[lld] 53eb7fd - [lld-macho] Support binding dysyms to any section
Jez Ng via llvm-commits
llvm-commits at lists.llvm.org
Thu Jul 2 21:21:33 PDT 2020
Author: Jez Ng
Date: 2020-07-02T21:21:01-07:00
New Revision: 53eb7fda51f27b1b098fd6d5c9385948e891e800
URL: https://github.com/llvm/llvm-project/commit/53eb7fda51f27b1b098fd6d5c9385948e891e800
DIFF: https://github.com/llvm/llvm-project/commit/53eb7fda51f27b1b098fd6d5c9385948e891e800.diff
LOG: [lld-macho] Support binding dysyms to any section
Previously, we only supported binding dysyms to the GOT. This
diff adds support for binding them to any arbitrary section. C++
programs appear to use this, I believe for vtables and type_info.

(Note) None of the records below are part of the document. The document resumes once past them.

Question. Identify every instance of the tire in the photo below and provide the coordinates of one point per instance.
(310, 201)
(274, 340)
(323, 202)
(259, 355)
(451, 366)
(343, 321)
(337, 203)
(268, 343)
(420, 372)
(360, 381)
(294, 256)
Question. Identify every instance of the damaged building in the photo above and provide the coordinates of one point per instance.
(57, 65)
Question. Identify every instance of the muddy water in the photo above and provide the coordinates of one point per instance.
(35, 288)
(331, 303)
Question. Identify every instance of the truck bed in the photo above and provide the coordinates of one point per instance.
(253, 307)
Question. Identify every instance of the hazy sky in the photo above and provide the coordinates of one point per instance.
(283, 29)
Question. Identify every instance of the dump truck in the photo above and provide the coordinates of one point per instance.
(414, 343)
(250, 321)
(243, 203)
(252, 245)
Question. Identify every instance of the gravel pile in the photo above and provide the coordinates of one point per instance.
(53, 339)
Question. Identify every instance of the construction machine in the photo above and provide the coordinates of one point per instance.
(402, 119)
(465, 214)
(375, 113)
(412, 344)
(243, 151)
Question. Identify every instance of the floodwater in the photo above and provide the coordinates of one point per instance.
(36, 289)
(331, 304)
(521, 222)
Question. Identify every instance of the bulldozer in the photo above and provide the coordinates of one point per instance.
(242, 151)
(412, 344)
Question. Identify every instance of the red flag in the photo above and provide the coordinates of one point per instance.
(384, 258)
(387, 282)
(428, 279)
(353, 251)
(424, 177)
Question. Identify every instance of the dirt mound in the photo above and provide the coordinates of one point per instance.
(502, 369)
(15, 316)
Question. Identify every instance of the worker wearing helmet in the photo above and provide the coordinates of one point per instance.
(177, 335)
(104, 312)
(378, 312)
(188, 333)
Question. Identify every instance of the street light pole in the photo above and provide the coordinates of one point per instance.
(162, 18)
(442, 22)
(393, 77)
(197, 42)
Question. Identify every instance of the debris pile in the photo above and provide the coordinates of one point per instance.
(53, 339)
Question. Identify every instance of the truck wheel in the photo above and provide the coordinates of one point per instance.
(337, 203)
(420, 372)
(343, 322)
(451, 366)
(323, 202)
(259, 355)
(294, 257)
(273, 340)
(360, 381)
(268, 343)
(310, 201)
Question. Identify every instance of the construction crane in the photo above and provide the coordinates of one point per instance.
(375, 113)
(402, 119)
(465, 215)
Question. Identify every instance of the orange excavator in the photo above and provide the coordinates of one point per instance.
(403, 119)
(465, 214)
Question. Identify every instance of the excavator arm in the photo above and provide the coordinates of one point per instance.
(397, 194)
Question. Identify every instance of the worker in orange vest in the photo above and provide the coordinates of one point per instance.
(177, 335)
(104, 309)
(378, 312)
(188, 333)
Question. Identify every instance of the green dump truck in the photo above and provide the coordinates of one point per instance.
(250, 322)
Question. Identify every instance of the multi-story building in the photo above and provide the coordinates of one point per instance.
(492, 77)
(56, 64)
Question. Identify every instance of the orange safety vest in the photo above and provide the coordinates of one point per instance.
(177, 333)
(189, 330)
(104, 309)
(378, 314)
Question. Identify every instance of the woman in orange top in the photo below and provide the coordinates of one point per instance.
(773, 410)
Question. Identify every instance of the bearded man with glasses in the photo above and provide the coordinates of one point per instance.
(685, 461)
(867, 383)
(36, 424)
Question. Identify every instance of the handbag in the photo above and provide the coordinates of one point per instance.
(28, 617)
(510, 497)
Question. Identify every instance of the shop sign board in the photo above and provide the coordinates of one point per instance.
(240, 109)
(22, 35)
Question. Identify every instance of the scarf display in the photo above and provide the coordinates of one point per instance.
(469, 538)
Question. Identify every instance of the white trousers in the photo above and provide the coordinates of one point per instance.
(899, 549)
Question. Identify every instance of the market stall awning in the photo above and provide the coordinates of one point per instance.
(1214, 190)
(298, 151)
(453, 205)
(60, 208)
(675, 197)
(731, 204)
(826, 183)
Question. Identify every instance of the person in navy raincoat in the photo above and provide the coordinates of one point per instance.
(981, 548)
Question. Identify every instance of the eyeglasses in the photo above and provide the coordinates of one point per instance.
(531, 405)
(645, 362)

This diff also makes our bind opcode encoding a bit smarter -- we now
encode just the differences between bindings, which will make things
more compact.
I was initially concerned about the performance overhead of iterating
over these relocations, but it turns out that the number of such
relocations is small. A quick analysis of my llvm-project build
directory showed that < 1.3% out of ~7M relocations are RELOC_UNSIGNED
bindings to symbols (including both dynamic and static symbols).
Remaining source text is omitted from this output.